En aquel tiempo, se reunieron los fariseos para ver la manera de hacer caer a Jesús, con preguntas insidiosas, en algo de que pudieran acusarlo.
Le enviaron, pues, a algunos de sus secuaces, junto con algunos del partido de Herodes, para que le dijeran: “Maestro, sabemos que eres sincero y enseñas con verdad el camino de Dios, y que nada te arredra, porque no buscas el favor de nadie. Dinos, pues, qué piensas: ¿Es lícito o no pagar el tributo al César?”
Conociendo Jesús la malicia de sus intenciones, les contestó: “Hipócritas, ¿por qué tratan de sorprenderme? Enséñenme la moneda del tributo”. Ellos le presentaron una moneda. Jesús les preguntó: “¿De quién es esta imagen y esta inscripción?” Le respondieron: “Del César”. Y Jesús concluyó: “Den, pues, al César lo que es del César, y a Dios lo que es de Dios”.
En el episodio que nos narra hoy el Evangelio notamos una introducción de aquellos que se dirigían a Jesús poco común: “maestro sabemos que eres veraz y que enseñas el camino de Dios con franqueza, y que no te importa ofender a nadie, porque no te intimida la condición de nadie”.
Esta introducción es muy larga en comparación con lo ordinario de quienes se dirigían a Jesús diciéndole, “maestro”, “Señor” o cuando mucho “hijo de David”. En la retórica de la época, para captar la benevolencia de los oyentes o de aquel a quien se dirigía el discurso solía usarse la adulación, veamos varios ejemplos:
Un retor, llamado Tértulo, enemigo de Pablo se dirige al procurador Félix: “Excelentísimo Félix, gracias a ti gozamos de una paz sólida, y reconocemos agradecidos, en todo y siempre, las mejoras realizadas por tu providencia en beneficio de esta nación…” (Hch 24,2-3).

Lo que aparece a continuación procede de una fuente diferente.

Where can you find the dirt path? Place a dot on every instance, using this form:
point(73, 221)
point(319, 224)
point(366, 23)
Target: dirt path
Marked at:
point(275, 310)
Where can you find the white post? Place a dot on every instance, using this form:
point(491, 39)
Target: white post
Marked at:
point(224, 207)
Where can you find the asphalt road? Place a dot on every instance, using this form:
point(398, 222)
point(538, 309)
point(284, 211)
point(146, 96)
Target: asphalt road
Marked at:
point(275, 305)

También san Pablo sabía adular: “Me considero feliz, rey Agripa, al tener que defenderme hoy ante ti, …, porque tú conoces todas las costumbres de los judíos y las cuestiones que suelen debatir…” (Hch 26,2-3).
Regresando al episodio de hoy vemos que a Jesús no le agradó el halago e inicia su respuesta diciéndoles: “hipócritas, ¿Por qué me ponen una trampa?” (Mt 22,18). En otra ocasión un joven le llamó, “maestro bueno” (Mc 10,17-22) y el Señor le contestó: “¿Por qué me llamas bueno? Nadie es bueno sino solo Dios”. Con esta forma de responderle notamos que Jesús no aceptó la adulación.
No sólo con el tema de los halagos, sino también con otros el Señor Jesús tomó distancia. Enseñó que somos hermanos y sobre nosotros está Dios nuestro Padre, Él es nuestro guía y maestro y nunca hay que jurar ni hablar de más.
Tal vez uno de los componentes más bellos del Evangelio sea este regreso a la simplicidad y a la integridad, delante de Dios y de los hombres. Este domingo dedicado a orar, reflexionar y ayudar a los misioneros resulta una bella enseñanza dar a Dios nuestro corazón en sencillez, nos hace libres y directos.